# ImPERTinence

## The trouble that lurks in the parameterization and the properties of the PERT distribution

For many, the PERT distribution is now the go-to distribution for encoding quantitative insights from subject matter experts.

But the PERT distribution is an ad hoc, belt-and-braces distribution determined far more by calculation convenience than any meaningful correspondence with the uncertainties we encounter. In this article, I will discuss the trouble that lurks both in the parameterization and the properties of the PERT distribution.

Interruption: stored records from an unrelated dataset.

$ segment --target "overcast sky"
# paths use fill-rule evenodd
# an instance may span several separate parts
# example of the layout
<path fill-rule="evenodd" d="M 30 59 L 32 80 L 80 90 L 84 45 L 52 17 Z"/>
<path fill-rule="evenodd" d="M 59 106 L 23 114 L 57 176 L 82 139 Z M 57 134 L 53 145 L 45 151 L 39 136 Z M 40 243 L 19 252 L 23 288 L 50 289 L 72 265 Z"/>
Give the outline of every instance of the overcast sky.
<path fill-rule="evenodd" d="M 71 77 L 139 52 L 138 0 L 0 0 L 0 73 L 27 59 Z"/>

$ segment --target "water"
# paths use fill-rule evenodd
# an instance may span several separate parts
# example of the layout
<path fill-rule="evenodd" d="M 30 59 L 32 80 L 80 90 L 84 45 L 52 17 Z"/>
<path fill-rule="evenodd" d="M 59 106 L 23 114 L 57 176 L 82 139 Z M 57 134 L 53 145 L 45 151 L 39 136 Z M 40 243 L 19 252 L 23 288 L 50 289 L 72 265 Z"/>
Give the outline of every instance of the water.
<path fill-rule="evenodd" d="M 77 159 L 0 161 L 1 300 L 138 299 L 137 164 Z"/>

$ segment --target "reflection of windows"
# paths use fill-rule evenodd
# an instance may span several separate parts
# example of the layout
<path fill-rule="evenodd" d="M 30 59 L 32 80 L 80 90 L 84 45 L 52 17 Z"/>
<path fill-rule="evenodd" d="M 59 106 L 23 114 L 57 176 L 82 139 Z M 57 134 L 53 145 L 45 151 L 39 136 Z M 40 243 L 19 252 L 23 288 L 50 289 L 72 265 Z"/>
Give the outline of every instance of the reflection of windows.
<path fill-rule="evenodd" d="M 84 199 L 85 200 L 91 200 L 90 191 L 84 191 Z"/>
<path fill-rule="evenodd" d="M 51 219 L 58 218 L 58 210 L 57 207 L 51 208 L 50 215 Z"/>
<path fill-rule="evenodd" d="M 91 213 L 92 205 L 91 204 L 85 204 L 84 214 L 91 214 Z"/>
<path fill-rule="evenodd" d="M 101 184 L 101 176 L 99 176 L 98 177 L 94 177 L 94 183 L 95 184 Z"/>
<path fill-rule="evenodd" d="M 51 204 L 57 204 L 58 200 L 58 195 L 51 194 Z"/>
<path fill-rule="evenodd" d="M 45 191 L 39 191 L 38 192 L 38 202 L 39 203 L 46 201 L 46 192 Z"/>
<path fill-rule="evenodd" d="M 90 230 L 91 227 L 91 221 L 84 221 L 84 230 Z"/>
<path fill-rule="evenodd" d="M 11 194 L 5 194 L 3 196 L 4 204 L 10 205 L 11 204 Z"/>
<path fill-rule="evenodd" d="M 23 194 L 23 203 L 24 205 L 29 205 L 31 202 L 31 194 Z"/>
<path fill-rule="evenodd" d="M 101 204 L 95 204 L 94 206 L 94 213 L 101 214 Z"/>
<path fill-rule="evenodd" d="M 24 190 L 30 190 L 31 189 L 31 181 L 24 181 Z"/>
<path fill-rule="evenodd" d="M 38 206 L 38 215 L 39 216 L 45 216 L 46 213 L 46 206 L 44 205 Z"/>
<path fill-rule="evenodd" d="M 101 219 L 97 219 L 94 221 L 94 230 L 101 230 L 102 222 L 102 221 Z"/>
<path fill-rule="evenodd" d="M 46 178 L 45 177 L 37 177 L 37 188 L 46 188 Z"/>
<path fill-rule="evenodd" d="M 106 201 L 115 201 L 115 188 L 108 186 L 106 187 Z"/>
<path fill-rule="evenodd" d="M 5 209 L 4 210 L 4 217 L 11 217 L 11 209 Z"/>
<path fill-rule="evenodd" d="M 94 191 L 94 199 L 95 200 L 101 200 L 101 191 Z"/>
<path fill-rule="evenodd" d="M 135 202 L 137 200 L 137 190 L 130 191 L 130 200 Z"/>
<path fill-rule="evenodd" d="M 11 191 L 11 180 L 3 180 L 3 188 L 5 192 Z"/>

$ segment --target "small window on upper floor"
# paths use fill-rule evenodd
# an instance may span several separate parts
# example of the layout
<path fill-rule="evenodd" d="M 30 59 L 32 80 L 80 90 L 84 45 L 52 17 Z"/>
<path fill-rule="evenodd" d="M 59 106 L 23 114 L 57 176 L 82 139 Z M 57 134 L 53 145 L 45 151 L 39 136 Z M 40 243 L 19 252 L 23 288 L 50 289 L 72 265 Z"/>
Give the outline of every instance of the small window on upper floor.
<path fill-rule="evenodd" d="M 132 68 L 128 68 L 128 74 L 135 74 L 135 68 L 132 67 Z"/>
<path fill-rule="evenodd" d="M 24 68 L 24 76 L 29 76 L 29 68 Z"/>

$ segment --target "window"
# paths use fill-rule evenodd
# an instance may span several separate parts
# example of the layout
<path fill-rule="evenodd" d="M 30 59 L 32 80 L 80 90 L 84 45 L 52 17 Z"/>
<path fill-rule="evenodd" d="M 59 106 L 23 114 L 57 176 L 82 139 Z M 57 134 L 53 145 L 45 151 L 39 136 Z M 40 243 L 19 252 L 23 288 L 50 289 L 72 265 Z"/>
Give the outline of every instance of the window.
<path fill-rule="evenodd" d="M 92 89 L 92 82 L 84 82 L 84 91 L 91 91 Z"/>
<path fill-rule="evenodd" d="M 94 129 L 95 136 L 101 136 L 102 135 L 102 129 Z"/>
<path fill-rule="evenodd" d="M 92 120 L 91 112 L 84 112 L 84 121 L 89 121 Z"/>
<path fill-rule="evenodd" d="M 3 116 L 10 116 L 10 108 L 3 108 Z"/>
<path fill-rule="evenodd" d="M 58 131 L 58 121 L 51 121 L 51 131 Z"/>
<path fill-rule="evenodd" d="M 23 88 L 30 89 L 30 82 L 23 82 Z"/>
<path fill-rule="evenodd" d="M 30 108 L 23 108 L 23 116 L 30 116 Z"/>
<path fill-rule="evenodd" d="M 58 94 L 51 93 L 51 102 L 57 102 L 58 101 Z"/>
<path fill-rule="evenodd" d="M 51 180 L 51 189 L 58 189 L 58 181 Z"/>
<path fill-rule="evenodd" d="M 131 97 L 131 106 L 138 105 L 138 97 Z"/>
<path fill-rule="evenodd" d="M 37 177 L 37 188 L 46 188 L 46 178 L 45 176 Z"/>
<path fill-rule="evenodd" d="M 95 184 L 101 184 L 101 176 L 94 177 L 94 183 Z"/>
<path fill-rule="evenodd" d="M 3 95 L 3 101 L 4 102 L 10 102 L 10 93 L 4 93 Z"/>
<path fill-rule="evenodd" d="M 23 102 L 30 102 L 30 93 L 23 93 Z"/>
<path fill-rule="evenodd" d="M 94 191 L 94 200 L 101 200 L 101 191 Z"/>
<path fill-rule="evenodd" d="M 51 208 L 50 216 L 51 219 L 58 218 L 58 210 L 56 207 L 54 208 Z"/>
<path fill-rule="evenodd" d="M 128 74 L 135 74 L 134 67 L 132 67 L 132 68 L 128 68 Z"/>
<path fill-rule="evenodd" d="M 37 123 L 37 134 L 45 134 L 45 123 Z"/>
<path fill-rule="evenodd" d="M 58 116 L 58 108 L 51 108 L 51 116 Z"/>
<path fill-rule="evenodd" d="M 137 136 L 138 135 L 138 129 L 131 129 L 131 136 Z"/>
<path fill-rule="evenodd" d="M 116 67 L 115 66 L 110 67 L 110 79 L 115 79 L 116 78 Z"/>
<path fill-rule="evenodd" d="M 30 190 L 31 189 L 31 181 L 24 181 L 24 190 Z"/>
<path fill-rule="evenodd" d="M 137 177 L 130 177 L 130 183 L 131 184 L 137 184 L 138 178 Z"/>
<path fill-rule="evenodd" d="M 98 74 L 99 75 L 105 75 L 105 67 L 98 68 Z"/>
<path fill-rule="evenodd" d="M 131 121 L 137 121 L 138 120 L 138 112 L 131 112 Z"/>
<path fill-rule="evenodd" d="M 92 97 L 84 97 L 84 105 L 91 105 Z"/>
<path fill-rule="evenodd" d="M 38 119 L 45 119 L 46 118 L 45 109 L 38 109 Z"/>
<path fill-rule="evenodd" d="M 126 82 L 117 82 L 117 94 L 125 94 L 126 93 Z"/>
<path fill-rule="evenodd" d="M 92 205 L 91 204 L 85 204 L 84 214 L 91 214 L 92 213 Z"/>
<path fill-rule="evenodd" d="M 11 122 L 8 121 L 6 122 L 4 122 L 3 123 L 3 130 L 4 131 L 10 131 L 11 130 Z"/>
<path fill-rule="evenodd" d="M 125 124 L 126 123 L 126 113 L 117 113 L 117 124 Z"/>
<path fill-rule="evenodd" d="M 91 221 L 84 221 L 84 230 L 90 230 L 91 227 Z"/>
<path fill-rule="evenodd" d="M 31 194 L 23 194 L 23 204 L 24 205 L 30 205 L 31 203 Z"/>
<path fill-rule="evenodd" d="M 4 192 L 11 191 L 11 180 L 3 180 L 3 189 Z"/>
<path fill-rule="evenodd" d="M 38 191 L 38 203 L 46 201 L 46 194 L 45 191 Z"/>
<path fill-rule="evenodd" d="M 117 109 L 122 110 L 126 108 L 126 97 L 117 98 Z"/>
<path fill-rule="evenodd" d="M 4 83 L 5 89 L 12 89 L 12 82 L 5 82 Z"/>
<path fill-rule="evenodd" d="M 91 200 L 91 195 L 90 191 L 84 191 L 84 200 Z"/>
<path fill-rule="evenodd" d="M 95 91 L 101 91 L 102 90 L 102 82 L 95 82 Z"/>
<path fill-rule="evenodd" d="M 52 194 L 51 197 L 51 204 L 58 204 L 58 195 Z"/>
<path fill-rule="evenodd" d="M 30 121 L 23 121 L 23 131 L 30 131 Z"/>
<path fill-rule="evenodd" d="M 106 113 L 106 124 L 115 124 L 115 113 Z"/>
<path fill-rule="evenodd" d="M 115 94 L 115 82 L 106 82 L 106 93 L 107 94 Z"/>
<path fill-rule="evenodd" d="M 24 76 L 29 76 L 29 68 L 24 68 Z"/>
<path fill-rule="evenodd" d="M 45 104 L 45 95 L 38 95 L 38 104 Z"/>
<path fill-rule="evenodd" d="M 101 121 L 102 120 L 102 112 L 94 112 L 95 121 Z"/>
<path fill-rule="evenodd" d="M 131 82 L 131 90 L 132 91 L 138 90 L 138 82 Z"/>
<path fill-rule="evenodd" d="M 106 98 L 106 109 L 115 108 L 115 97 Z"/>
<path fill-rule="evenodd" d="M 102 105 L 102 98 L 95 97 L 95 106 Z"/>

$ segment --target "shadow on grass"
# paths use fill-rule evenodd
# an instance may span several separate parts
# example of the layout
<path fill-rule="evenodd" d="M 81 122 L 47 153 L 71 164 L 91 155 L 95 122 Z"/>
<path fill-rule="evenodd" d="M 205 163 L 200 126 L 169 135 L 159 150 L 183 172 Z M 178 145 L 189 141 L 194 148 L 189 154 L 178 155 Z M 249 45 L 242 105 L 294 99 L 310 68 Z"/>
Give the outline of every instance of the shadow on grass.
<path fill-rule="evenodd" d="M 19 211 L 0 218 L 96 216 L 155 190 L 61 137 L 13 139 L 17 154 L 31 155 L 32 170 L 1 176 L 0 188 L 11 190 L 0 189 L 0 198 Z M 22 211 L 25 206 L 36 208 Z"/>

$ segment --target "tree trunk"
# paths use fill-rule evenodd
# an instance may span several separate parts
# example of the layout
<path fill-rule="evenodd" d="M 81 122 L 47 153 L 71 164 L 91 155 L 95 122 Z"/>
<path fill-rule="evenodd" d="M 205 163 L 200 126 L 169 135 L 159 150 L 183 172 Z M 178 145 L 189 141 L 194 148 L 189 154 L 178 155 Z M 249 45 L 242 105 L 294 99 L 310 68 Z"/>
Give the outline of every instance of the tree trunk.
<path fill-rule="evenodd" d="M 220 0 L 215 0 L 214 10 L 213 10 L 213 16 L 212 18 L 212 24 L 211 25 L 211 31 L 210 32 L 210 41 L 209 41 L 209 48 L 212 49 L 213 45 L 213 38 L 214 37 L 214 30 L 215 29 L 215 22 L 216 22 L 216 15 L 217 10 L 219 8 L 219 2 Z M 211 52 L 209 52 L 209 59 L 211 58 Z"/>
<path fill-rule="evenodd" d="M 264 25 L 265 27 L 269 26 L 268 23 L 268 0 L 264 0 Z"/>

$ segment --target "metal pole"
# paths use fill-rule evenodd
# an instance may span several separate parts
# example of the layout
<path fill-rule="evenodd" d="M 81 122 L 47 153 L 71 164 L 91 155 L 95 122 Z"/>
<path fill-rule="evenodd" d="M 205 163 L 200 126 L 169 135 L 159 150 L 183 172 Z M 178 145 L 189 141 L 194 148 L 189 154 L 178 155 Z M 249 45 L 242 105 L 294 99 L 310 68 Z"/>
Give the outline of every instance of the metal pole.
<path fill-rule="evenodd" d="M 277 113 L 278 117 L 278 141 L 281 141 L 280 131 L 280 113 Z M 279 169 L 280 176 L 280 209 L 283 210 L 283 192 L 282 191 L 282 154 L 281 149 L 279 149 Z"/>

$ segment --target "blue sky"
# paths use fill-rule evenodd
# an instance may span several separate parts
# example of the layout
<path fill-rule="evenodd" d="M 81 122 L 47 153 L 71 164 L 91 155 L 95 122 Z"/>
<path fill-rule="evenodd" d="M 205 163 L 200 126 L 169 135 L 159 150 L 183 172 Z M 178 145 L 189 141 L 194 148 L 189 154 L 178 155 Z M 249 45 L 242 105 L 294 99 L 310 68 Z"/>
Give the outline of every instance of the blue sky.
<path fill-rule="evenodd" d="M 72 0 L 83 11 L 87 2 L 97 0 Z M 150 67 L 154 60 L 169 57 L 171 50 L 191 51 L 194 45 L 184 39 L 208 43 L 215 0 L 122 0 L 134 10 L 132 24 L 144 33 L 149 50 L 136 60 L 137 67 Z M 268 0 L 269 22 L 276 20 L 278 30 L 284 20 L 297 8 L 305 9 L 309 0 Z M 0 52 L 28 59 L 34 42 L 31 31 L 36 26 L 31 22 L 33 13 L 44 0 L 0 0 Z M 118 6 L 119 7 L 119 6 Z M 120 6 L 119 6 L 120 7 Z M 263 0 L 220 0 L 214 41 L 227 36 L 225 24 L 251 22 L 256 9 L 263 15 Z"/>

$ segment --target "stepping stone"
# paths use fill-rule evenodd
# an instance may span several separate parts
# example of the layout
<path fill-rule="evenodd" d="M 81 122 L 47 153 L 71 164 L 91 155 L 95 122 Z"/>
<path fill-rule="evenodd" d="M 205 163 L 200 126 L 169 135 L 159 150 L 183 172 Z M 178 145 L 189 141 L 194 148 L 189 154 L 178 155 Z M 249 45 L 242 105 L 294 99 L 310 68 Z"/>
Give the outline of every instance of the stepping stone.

# What is the PERT distribution?

*For a comprehensive introduction to the PERT distribution as well as an insightful discussion of its origins, see Stephen Grey’s excellent article **here**.*

The PERT distribution describes the uncertainty on a variable that takes values between a prescribed minimum and maximum and that has its “most likely” value at a given mode.

(Aside:* the probability of attaining exactly the “most likely” value is of course exactly zero, but it’s generally understood we mean the maximum of the density function.*)

To make a PERT distribution, find a beta distribution with the right shape;

stretch it so that it has the right width;

then slice it off its axis and put it down so its back end sits at the required minimum.

Joking (and bad drawing) aside, a PERT distribution is just a beta distribution that has been racked and relocated so that it sits between the required minimum and maximum values.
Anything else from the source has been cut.